You can have a Medicare Advantage plan that is integrated with MA coverage. These plans include all the coverage that Medicare Parts A, B, and D offer plus what MA covers. They are called Special Needs Plans (SNP) plans if you are 18 – 64 years old; Minnesota Senior Health Options (MSHO) if you are 65 or older. With these plans, there’s less paperwork (you only have one insurance card) and you don’t have to worry so much about which of your benefits pays for which medical services. They also offer care coordination as a core part of the plan.
We make every effort to show all available Medicare Part D or Medicare Advantage plans in your service area. However, since our data is provided by Medicare, it is possible that this may not be a complete listing of plans available in your service area.
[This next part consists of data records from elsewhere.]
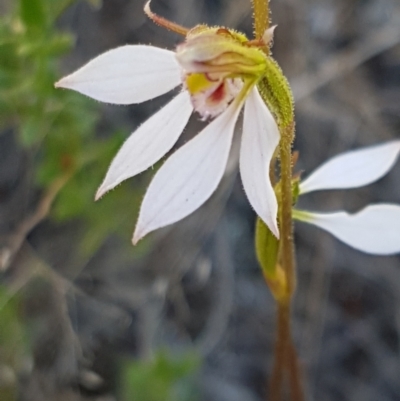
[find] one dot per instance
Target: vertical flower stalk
(261, 17)
(277, 257)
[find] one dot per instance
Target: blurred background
(185, 315)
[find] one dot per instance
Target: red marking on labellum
(218, 94)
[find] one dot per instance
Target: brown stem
(260, 17)
(280, 353)
(285, 360)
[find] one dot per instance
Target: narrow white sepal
(125, 75)
(189, 176)
(353, 169)
(149, 143)
(259, 140)
(374, 230)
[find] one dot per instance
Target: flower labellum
(217, 70)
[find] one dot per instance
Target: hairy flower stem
(261, 17)
(285, 358)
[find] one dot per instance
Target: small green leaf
(267, 247)
(32, 13)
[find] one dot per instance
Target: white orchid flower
(376, 228)
(218, 74)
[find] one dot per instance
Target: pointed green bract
(275, 91)
(267, 247)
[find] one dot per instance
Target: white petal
(125, 75)
(149, 143)
(353, 169)
(259, 140)
(189, 176)
(374, 230)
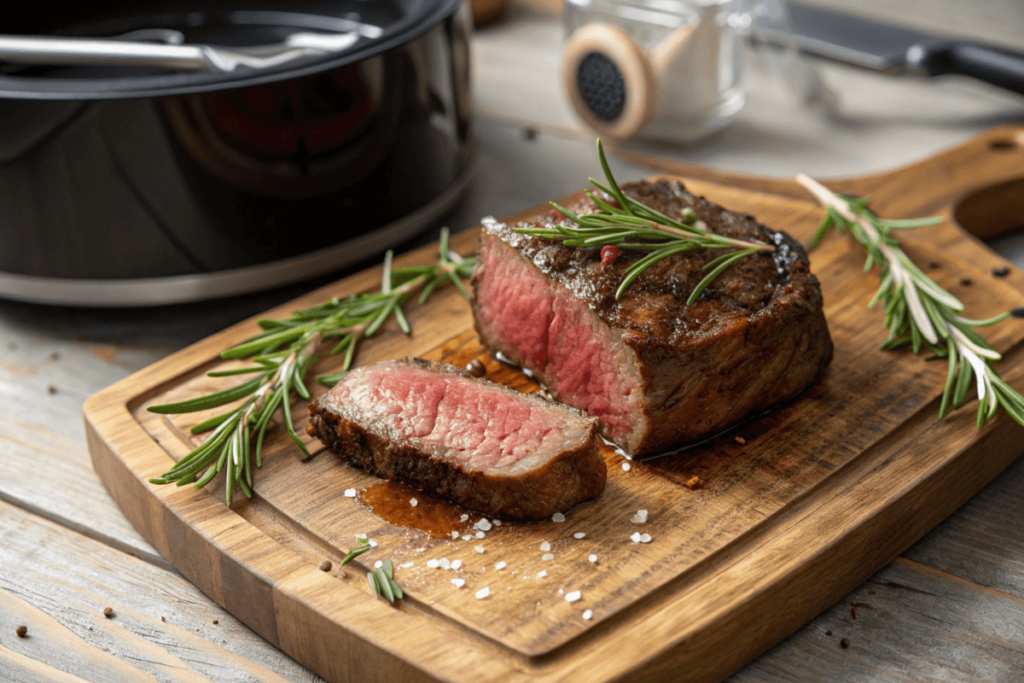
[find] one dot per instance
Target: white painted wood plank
(923, 626)
(983, 542)
(57, 583)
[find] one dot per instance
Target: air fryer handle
(990, 65)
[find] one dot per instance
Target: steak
(478, 443)
(654, 371)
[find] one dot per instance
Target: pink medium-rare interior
(479, 427)
(545, 328)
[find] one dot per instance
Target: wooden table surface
(950, 608)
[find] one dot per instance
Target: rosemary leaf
(210, 400)
(633, 225)
(920, 312)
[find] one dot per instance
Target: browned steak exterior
(483, 445)
(653, 370)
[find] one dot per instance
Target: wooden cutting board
(808, 503)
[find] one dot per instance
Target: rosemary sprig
(636, 226)
(283, 352)
(382, 581)
(918, 311)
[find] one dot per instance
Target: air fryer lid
(381, 25)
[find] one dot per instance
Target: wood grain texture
(826, 491)
(969, 634)
(57, 583)
(984, 541)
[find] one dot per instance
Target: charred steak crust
(667, 373)
(572, 475)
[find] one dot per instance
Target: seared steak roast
(478, 443)
(654, 371)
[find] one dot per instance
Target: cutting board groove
(823, 493)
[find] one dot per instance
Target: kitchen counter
(951, 607)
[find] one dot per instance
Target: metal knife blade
(848, 39)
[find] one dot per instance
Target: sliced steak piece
(654, 371)
(478, 443)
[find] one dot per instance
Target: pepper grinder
(659, 70)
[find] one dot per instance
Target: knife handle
(990, 65)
For a complete listing please contact 1-800-MEDICARE (TTY users should call 1-877-486-2048), 24 hours a day/7 days a week or consult www.medicare.gov.
Minnesota agents can help you understand other factors that can affect Medicare eligibility, including whether or not you have a permanent disability or a chronic illness. For those who don’t are not eligible for Medicare but are low-income, Minnesota licensed agents can help you choose a plan from the health insurance marketplace that suits your needs and budget.